May 17, 2005 update: As I feared, although law enforcement has since 2002 had the legal right to monitor all that takes place in mosques, it does not have the courage actually to do so. At least, that's the policy of the FBI's Chicago office under new special agent in charge, Robert Grant. A report on his meeting with businessmen and members of the United Arab American League in Bridgeview, Illinois, includes this sentence: Grant "assured the group that agents do not monitor religious speeches in mosques and will not investigate citizens because they may be connected to an individual they are investigating."

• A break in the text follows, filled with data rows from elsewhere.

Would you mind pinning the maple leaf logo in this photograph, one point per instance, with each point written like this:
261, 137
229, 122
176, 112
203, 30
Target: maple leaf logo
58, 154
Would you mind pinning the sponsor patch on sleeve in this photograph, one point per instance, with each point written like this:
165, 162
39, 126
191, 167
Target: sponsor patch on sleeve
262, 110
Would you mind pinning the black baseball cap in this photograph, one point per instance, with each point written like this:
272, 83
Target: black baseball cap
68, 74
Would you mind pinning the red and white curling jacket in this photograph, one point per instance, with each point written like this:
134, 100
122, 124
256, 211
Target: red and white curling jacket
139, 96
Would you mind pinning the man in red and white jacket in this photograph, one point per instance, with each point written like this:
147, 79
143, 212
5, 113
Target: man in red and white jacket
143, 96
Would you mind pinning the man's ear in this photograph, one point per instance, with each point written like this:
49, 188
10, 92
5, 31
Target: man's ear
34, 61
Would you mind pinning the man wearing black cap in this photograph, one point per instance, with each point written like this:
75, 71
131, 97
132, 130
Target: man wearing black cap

June 14, 2005 update: When I spoke at the University of Washington in Seattle in April 2002, one Jafar Siddiqui (or Jeff Siddiqi) led a campaign by Islamists to get my talk cancelled. As Edward Alexander, the organizer of the event, tells it in "Radical Islam vs. Academic Freedom: One Example," this led to some preposterous name-calling, threats of suits, and even one person getting expelled from a university building.
That was then. Now we learn, in a Seattle Post-Intelligencer article titled "Seattle FBI gets advice on Muslims," that the very same Siddiqi was one of 29 people who graduated on June 11 from the FBI's first Citizens Academy in Seattle. As the SPI report puts it, "The academy was made up of seven three-hour sessions that presented overviews of the FBI's major programs, including international and domestic terrorism, foreign counterintelligence, public corruption and white-collar crime." Are you as pleased as I am that the FBI is providing this information to Siddiqi?

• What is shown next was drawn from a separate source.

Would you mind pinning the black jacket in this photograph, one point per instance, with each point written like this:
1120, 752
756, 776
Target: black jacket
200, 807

Better yet, we learn, "Siddiqi was among the most vocal of the participants in the academy, often challenging FBI speakers on topics such as the Patriot Act and its impact on the civil and privacy rights of American Muslims." Best of all, he went to the FBI's Seattle headquarters on June 13 and offered a seminar "to dispel common myths about Islam and its adherents."
Comment: The FBI seems to have an instinct to give accolades and receive counsel from the wrong Muslims.
July 30, 2005 update: The FBI seems willfully blind to the fact that Islamist terrorism comes from an extremist milieu within the Muslim community. Here is the special agent in charge of the FBI's Joint Terrorist Task Force in New York City, Charles Frahm, digging his head into the sand at a Brooklyn mosque: "This community has been at the forefront of sending the message that terrorism is not acceptable, it's not part of their religion, and it's not part of Islam, period." In what I presume is a bit of an eccentric sideline for a law enforcement agent, Frahm even indulged in a bit of theology: "Islam does not accept terrorism. It is not a cornerstone of your religion."